Salut, et merci pour cette question ma foi très intéressante, à laquelle je souhaiterais répondre après un petit préambule qui me semble important. Je ne vais pas me lancer dans le couplet que tu as du entendre deux cent fois «Oh mais quel affreux personnage a bien pu te tenir ce discours? J’espère qu’il est désormais réduit à la pratique d’un onanisme contraint et monotone chaque jour que Dieu fait!». Nan, c’est de toute évidence inutile et complètement stérile (ah tiens, comme l’onanisme, justement). Parce qu’en effet je crois que de manière générale, on perd souvent un peu trop de temps avec cette réaction de rejet et d’indignation que déclenche en nous le récit d’un.e ami.e éploré.e après l’échec d’une relation amoureuse ou sexuelle avec une personne dont le comportement s’avère être discutable voire réellement scandaleux. Révolté par la peine ressentie par notre pote, on se cantonne souvent à déclamer notre révolte face à un tel manque de savoir-vivre, dénonçant l’ignominie de l’outrage subit par cet être qui nous est cher. On met notre verve enhardie par l’indignation au service de la destruction symbolique de cet ennemi commun, de ce coupable mutique - car absent - et finalement presque abstrait: j’ai nommé le Connard. J’insiste sur le C majuscule, car il désigne ici cette nuée d’enfoirés affectifs, handicapés de l’engagement et autres pervers narcissiques qui peuple nos conversations, hante nos échanges quotidiens - le Connard en devient un concept. Un concept sur lequel on adore cracher de la façon la plus véhémente qui soit: le Connard prend cher, on se lâche sur le Connard, on le transperce de part en part, nos mots assassins tels des aiguilles acérées déchiquetant le Connard ayant revêtu l’apparence d’une vulgaire poupée vaudou gisant inanimée sur le sol… Parce que ça fait du bien, ça défoule… mais est-ce vraiment très constructif? Est-ce que ça nous aide?

Je me suis adonnée des années durant à ce sport haineux, allant même jusqu’à solliciter mes amis afin de leur faire cracher leur propre venin sur le Connard, et je ne vais pas te mentir - il m’arrive encore de le faire. Mais depuis quelques temps, j’ai envie de croire que je suis parvenue à prendre un soupçon de recul: j’ai réalisé, un peu tardivement, certes, que cet acharnement n’apportait pas grand chose aux situations de détresse sentimentale et/ou sexuelle.
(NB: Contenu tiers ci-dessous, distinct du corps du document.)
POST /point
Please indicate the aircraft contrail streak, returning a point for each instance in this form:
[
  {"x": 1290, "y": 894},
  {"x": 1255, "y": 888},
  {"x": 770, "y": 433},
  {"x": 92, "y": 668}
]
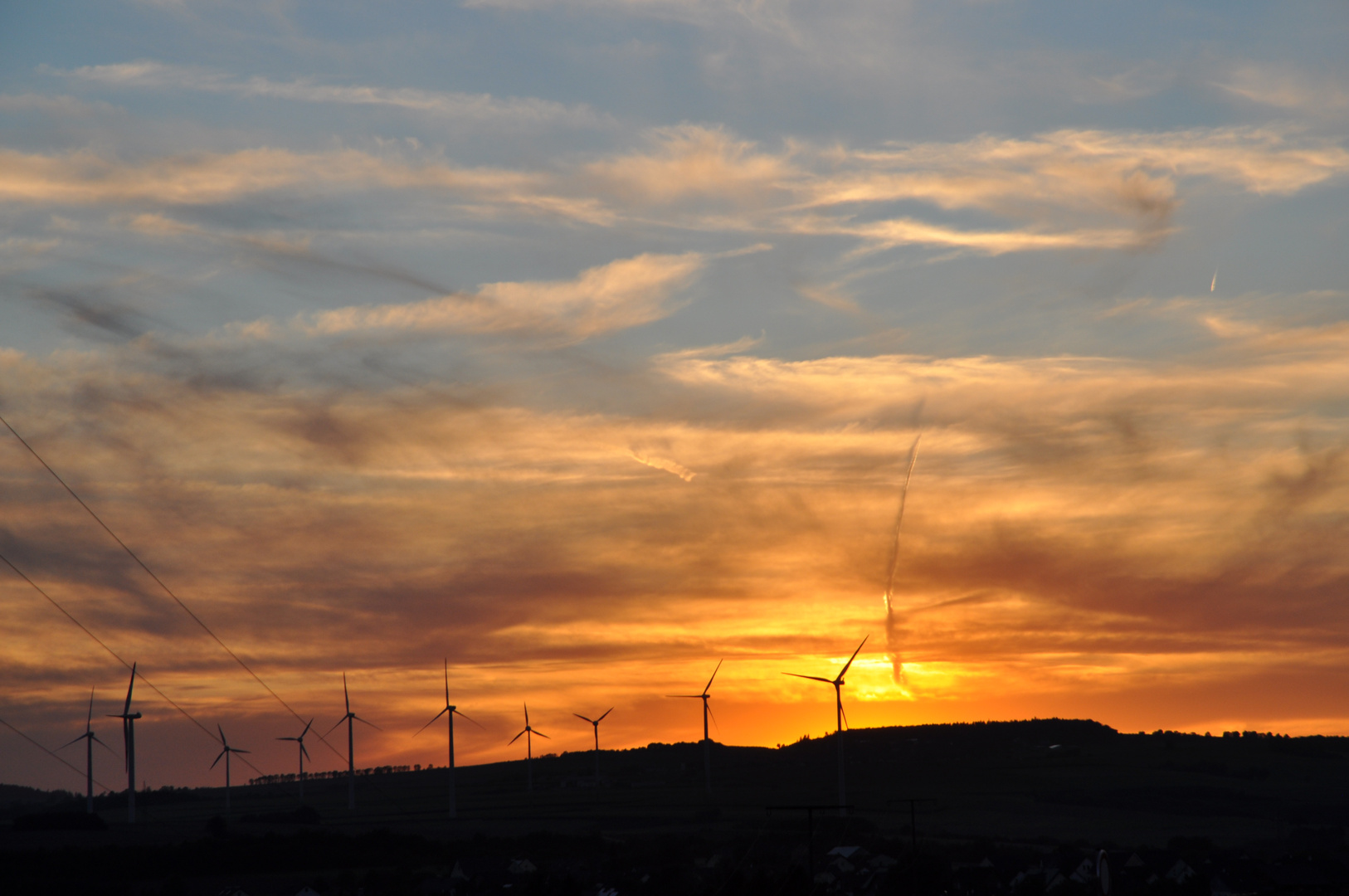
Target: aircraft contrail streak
[{"x": 894, "y": 562}]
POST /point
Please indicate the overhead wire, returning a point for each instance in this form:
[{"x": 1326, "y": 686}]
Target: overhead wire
[
  {"x": 159, "y": 582},
  {"x": 53, "y": 755},
  {"x": 115, "y": 656}
]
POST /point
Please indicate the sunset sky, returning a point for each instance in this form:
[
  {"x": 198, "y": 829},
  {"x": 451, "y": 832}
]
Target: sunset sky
[{"x": 584, "y": 343}]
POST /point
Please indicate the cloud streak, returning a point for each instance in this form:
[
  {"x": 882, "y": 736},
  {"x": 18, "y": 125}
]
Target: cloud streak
[{"x": 482, "y": 108}]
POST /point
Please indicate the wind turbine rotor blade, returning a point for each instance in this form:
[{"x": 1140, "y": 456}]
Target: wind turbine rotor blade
[
  {"x": 126, "y": 710},
  {"x": 853, "y": 657},
  {"x": 465, "y": 717},
  {"x": 713, "y": 718},
  {"x": 432, "y": 722},
  {"x": 713, "y": 675}
]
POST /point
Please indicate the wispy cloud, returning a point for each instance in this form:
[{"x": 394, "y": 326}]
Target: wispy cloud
[
  {"x": 616, "y": 296},
  {"x": 482, "y": 108}
]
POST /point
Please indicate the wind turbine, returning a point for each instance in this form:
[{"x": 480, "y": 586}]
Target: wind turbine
[
  {"x": 529, "y": 747},
  {"x": 303, "y": 755},
  {"x": 450, "y": 711},
  {"x": 707, "y": 743},
  {"x": 595, "y": 722},
  {"x": 129, "y": 736},
  {"x": 226, "y": 753},
  {"x": 90, "y": 737},
  {"x": 838, "y": 698},
  {"x": 351, "y": 749}
]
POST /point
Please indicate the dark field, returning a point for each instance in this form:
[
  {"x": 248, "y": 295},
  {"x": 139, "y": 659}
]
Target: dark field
[{"x": 1008, "y": 807}]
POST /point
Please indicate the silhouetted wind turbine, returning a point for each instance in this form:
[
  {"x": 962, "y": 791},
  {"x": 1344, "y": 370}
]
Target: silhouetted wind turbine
[
  {"x": 226, "y": 755},
  {"x": 707, "y": 741},
  {"x": 529, "y": 747},
  {"x": 838, "y": 698},
  {"x": 303, "y": 755},
  {"x": 129, "y": 736},
  {"x": 450, "y": 711},
  {"x": 351, "y": 747},
  {"x": 595, "y": 722},
  {"x": 90, "y": 737}
]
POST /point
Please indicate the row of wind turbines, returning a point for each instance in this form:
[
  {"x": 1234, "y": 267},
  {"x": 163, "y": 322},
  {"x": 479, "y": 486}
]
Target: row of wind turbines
[{"x": 450, "y": 711}]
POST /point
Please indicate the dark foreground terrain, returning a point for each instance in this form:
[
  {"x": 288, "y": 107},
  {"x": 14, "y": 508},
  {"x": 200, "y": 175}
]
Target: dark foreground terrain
[{"x": 1008, "y": 807}]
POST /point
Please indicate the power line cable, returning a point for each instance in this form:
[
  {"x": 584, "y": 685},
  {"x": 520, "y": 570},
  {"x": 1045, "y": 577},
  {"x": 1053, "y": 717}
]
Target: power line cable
[
  {"x": 115, "y": 656},
  {"x": 81, "y": 773},
  {"x": 159, "y": 582}
]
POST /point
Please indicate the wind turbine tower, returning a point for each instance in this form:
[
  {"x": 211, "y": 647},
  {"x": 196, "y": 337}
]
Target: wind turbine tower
[
  {"x": 529, "y": 747},
  {"x": 707, "y": 741},
  {"x": 351, "y": 744},
  {"x": 129, "y": 736},
  {"x": 303, "y": 755},
  {"x": 595, "y": 722},
  {"x": 224, "y": 755},
  {"x": 90, "y": 737},
  {"x": 838, "y": 700},
  {"x": 450, "y": 713}
]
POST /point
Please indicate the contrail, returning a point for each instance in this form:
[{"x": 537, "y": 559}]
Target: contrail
[{"x": 894, "y": 562}]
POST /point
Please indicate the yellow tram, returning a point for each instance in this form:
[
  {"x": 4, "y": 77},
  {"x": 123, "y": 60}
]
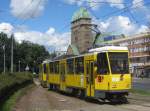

Déjà, élément de taille, évident mais que l’on oublie trop souvent: nous ne disposons de l’avis que de la moitié des intéressés. Toute idée d’objectivité passe donc immédiatement à la trappe, sans que personne ou presque ne semble réellement s’en préoccuper. On se perd en conjectures plus improbables les unes que les autres, en arrivant parfois à ce genre de conclusion d’une bêtise crasse «Nan mais laisse tomber, s’il t’a pas rappelée, c’est qu’il est gay», qui est un peu le Point Godwin de la conversation sur le Connard. Sans oublier que nous aussi, on se comporte parfois comme des Connasses, même s’il on ne s’en rend pas toujours compte sur le coup.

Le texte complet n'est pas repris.